Jim frunció el entrecejo.

—Explícate.

Marty señaló la libreta.

—Aquí tengo la ficha artística de vosotros dos.

—Ya.

—Y en la que Troy dice que trabajó de fakir allá por el sesenta y cinco, en San Francisco.

Troy se puso encarnado. Comenzó a toser.

—Eh, olvida eso. Lo de fakir fue antes de vender los parches contra los dolores de costado, reuma y enfriamientos... Es una mancha en mi historia artística.

—Tendrás que volver a hacer de fakir, Troy.

—No.

—Sí, muchacho. Según la ficha artística, se dice que tienes habilidad para tragar clavos, masticar objetos de vidrio y engullirlos. Además menciona que tienes cierta práctica con el tragado de sables...

—¡No haré ese trabajo!

Jim intervino, carraspeando:

—Eh, Marty. No hemos venido para que ofendas a Troy. Así que busca otra cosa.

—Sólo tengo este trabajo disponible. El fakir del barracón de Bart Shanon se puso enfermo repentinamente. Y lo más paradójico es que sufre infección intestinal a causa de un atracón de caracoles de monte. El solito despachó una olla de caracoles condimentados al estilo Tijuana, ya sabéis, con esa salsa picante que es un demonio.

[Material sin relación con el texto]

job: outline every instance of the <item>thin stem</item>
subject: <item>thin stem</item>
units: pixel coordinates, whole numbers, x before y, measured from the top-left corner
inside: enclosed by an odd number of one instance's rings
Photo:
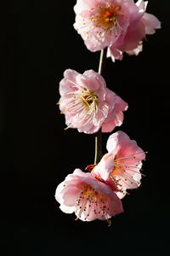
[[[99,57],[99,70],[98,73],[99,74],[103,73],[103,69],[104,69],[104,63],[105,61],[106,60],[106,51],[107,49],[102,49],[100,51],[100,57]],[[100,160],[100,159],[103,156],[102,153],[102,131],[101,128],[98,132],[96,132],[95,136],[95,157],[94,157],[94,164],[98,164]]]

Conque atrapó esas fiebres y el doctor dice que tiene para rato. Esa es la situación. El dueño del barracón, Bart Shanon, anda loco buscando un sustituto. Troy Campbell es la persona ideal. ¿Lo toma o lo deja?

—¡Ni hablar! —estalló el grandullón Troy, lleno de santa indignación—. ¡No haré jamás de fakir!

—Aquí está el turbante que debe llevar —dijo Marty, y extrajo del cajón un envoltorio de paño. Retiró presto la mano como si temiera contaminarse—. También tengo un tra-bajito adicional para ti, Jim.

—¡Ah!, ¿Sí?

—Se trata de que vayas vestido de Satán al mismo barracón. Estarás al lado de Troy, el fakir, para dar carácter al asunto. Una luz roja os dara a los dos, y así quedará todo más redondo. Será como si las habilidades del fakir fueran cosa de Satanás.

—Tengo ganas de vaciar el estómago —dijo Troy—. Quiero vomitar.

Jim respiró con fuerza e intervino:

—Basta, amigos. Tú, Marty, ¿no se te cae la cara de vergüenza al ofrecernos esa carroña de trabajo? Mejor intentaré buscar trabajo como limpiador de establos...

—Hay diez dólares diarios para los dos —agregó Marty.

—...Prefiero trabajar en un establo. —Jim dio un respingo y se detuvo—: ¿Cómo has dicho?

Marty resolló fatigosamente.

—Dije que hay diez dólares para vosotros dos si tomáis ese trabajo. Amén de alguna propina de entre el público. Por ejemplo, el papá que dice: «Eh, señor fakir, ¿quiere masticar este pedazo de ladrillo para que lo vea mi nene?» Os podéis sacar un par de dólares extra.

Jim atrapó el turbante y lo clavó en la cabeza de Troy.

—Aceptamos. Y ya tardas en buscarme un traje de satán.

Y para dar mayor énfasis a sus palabras, Jim sacó del bolsillo los dos cuernos de diablo y empezó a ponérselos.